Hmm.  Who would have thought that more stuff on the roof would make things more difficult 

What's your take?  What should be done?


----------



## woodgeek (Sep 5, 2013)

training issue?


----------



## Where2 (Sep 5, 2013)

I loved this statement: "any kind of light at all will activate the panels, including streetlights, floodlights, even firefighters’ flashlights. Those panels are extremely efficient."

Best I've seen is about 15% efficient. Partial shading really screws up a panel output too. 

Since I have a stack of 235W monocrystalline panels, I ran a little experiment tonight. I took a 5-cell Ni-Cd Mag Lite similar to those used by your average FD/PD, shined it on a panel. I measured 10.6v @ 0.01A.  So, I turned on a 50W lamp mounted an average of 7 feet from the panel. I measured 16.2v @ 0.02A.

Sounds like a training issue. One swing with your average fire fighting axe will disable a solar panel even at high noon.


----------



## peakbagger (Sep 6, 2013)

There definitely is a training issue and current NFPA standards require access ways on each edge of the roof as well as along the ridge pole for peaked roofs. Many folks dislike this as it reduces the number of panels they can put on the roof. 

Microinverter based systems are somewhat safer as if the AC power is turned off in the structure the inverters shut down. The panels themselves are still "hot" but the wiring to the microinverter is typically under the panel and very short.


----------



## TradEddie (Sep 8, 2013)

Or worse yet, the panels cause the fire. This happened here yesterday.

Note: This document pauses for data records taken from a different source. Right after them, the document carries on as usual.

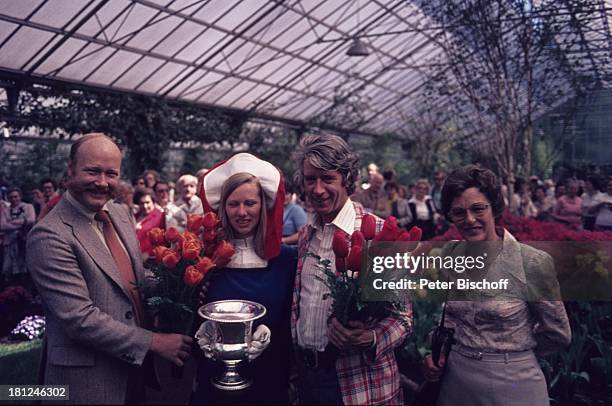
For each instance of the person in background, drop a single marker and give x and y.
(403, 191)
(436, 191)
(139, 183)
(162, 194)
(151, 177)
(38, 200)
(603, 209)
(543, 204)
(590, 197)
(248, 194)
(125, 196)
(49, 189)
(84, 259)
(400, 208)
(422, 211)
(362, 368)
(294, 217)
(374, 199)
(51, 195)
(188, 203)
(568, 209)
(493, 361)
(15, 223)
(147, 218)
(521, 204)
(559, 191)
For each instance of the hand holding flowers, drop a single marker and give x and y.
(180, 264)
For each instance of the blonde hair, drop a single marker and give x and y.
(186, 179)
(230, 185)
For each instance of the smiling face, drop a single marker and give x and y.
(146, 204)
(14, 198)
(94, 173)
(162, 192)
(48, 190)
(478, 224)
(243, 209)
(188, 190)
(325, 191)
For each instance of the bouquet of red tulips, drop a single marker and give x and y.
(181, 262)
(350, 253)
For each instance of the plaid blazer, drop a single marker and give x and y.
(364, 377)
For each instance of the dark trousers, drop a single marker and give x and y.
(318, 386)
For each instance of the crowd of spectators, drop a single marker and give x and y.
(155, 202)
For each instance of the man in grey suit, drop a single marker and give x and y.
(84, 258)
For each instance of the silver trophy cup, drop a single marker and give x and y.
(228, 330)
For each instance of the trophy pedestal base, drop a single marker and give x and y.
(230, 379)
(236, 385)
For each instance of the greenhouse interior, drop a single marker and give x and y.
(172, 169)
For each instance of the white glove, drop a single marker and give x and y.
(259, 342)
(206, 337)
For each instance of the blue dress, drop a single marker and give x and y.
(271, 286)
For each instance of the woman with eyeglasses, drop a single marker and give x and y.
(492, 361)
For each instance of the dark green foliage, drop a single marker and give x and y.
(146, 126)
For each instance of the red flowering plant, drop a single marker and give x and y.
(180, 264)
(345, 284)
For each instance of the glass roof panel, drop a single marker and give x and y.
(112, 68)
(22, 46)
(20, 9)
(48, 14)
(6, 29)
(178, 39)
(93, 56)
(287, 58)
(216, 9)
(138, 72)
(61, 56)
(244, 12)
(149, 33)
(162, 76)
(204, 45)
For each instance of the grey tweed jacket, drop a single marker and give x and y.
(92, 340)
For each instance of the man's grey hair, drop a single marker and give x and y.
(328, 153)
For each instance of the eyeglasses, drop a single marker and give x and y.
(460, 213)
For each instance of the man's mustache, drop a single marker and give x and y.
(110, 191)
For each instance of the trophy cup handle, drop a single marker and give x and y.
(259, 341)
(206, 337)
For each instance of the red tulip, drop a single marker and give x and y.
(204, 265)
(368, 226)
(223, 253)
(156, 236)
(340, 244)
(192, 277)
(159, 252)
(341, 264)
(210, 220)
(357, 238)
(194, 222)
(172, 235)
(404, 236)
(171, 259)
(416, 233)
(189, 236)
(353, 261)
(209, 235)
(191, 250)
(390, 230)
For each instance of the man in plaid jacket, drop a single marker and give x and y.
(337, 364)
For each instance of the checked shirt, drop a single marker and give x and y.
(370, 376)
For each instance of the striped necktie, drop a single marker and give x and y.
(123, 263)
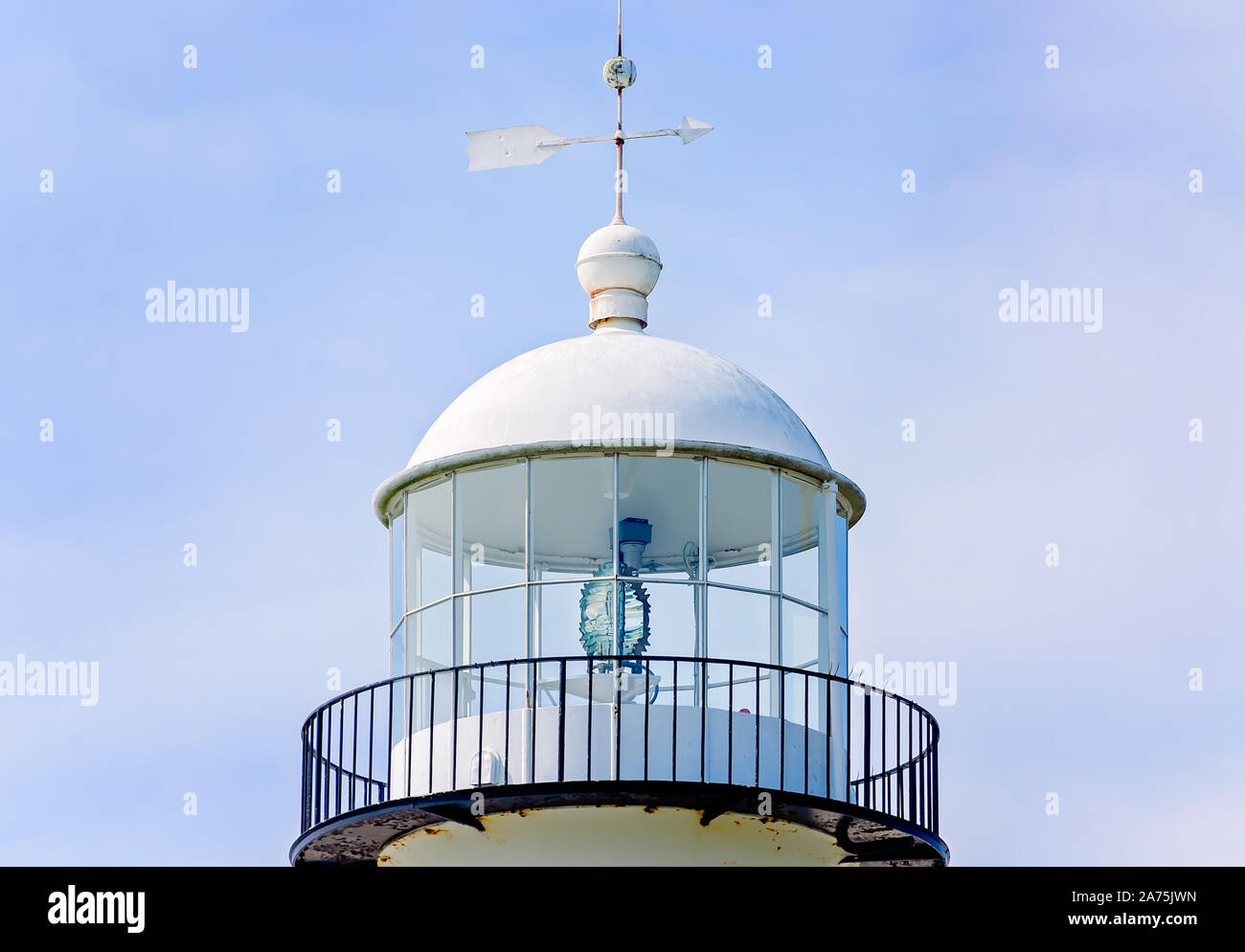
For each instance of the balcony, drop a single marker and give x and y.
(714, 736)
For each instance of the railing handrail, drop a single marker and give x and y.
(681, 659)
(325, 755)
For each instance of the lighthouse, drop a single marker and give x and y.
(619, 616)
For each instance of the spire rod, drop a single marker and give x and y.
(618, 136)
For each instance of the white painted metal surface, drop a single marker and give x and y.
(615, 836)
(549, 394)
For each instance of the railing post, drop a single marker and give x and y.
(561, 719)
(868, 749)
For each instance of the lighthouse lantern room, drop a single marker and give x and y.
(619, 623)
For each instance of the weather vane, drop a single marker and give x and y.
(533, 145)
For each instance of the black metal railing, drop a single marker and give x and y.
(651, 718)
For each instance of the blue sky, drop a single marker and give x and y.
(1072, 680)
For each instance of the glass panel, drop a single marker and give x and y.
(664, 493)
(397, 570)
(741, 504)
(490, 511)
(397, 668)
(572, 511)
(428, 544)
(738, 624)
(804, 645)
(397, 651)
(431, 643)
(841, 532)
(672, 619)
(802, 519)
(497, 626)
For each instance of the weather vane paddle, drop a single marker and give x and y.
(533, 145)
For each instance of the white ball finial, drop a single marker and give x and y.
(618, 265)
(619, 73)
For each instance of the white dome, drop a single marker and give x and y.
(549, 395)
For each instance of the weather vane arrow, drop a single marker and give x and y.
(533, 145)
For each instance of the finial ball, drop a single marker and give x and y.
(619, 73)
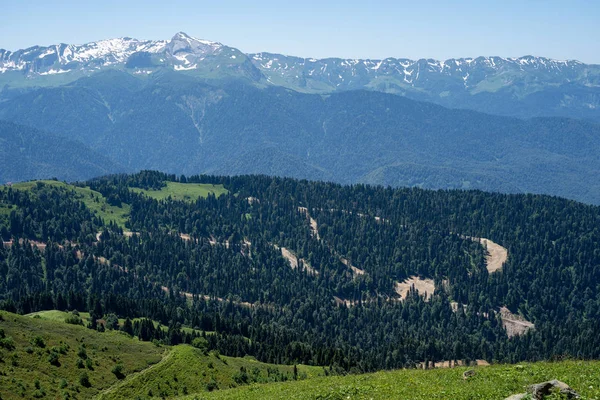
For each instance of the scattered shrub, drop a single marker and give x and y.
(118, 371)
(53, 358)
(38, 341)
(84, 380)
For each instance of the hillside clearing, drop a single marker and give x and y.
(189, 370)
(491, 382)
(496, 255)
(28, 362)
(514, 324)
(425, 287)
(93, 200)
(184, 191)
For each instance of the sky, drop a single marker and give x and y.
(438, 29)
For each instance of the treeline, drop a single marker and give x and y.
(229, 276)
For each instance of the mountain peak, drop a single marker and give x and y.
(181, 35)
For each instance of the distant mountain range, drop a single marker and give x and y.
(27, 153)
(522, 87)
(174, 122)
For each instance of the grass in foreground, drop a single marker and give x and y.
(493, 382)
(184, 191)
(42, 358)
(93, 200)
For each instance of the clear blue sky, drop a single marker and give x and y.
(438, 29)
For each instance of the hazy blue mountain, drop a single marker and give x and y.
(27, 153)
(522, 87)
(176, 123)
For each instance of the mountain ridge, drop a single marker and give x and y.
(524, 87)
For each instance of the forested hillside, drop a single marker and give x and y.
(295, 271)
(180, 124)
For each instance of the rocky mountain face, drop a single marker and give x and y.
(522, 87)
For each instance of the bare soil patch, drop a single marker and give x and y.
(295, 261)
(313, 222)
(355, 270)
(514, 324)
(496, 257)
(425, 287)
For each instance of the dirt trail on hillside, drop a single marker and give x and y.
(355, 270)
(426, 287)
(313, 222)
(514, 324)
(496, 257)
(295, 261)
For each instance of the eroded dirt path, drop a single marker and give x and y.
(426, 287)
(496, 257)
(514, 324)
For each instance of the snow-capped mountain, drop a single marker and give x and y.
(525, 86)
(464, 72)
(181, 53)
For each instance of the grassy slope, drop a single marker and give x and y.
(60, 316)
(183, 369)
(188, 370)
(99, 207)
(28, 363)
(494, 382)
(184, 191)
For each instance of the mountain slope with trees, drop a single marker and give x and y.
(179, 124)
(216, 264)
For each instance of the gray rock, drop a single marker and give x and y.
(540, 390)
(519, 396)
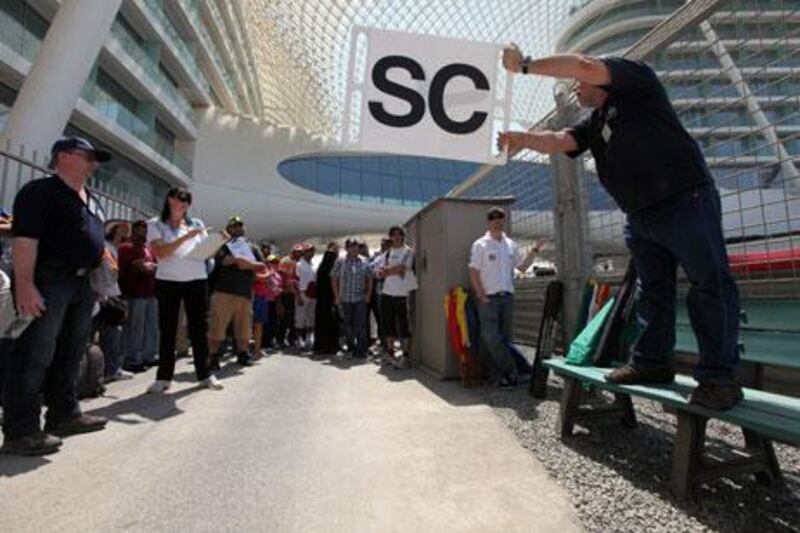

http://pottstown.patch.com/groups/tom-bartmans-blog/p/local-high-school-fire-caused-by-solar-panels



> Firefighters were called to Owen J. Roberts High School Saturday afternoon after a fire broke out on the roof of the building.  The cause of the fire, still under investigation, originated from roof top solar panels.  Officials say the fire caused $50,000 in damages.



TE


----------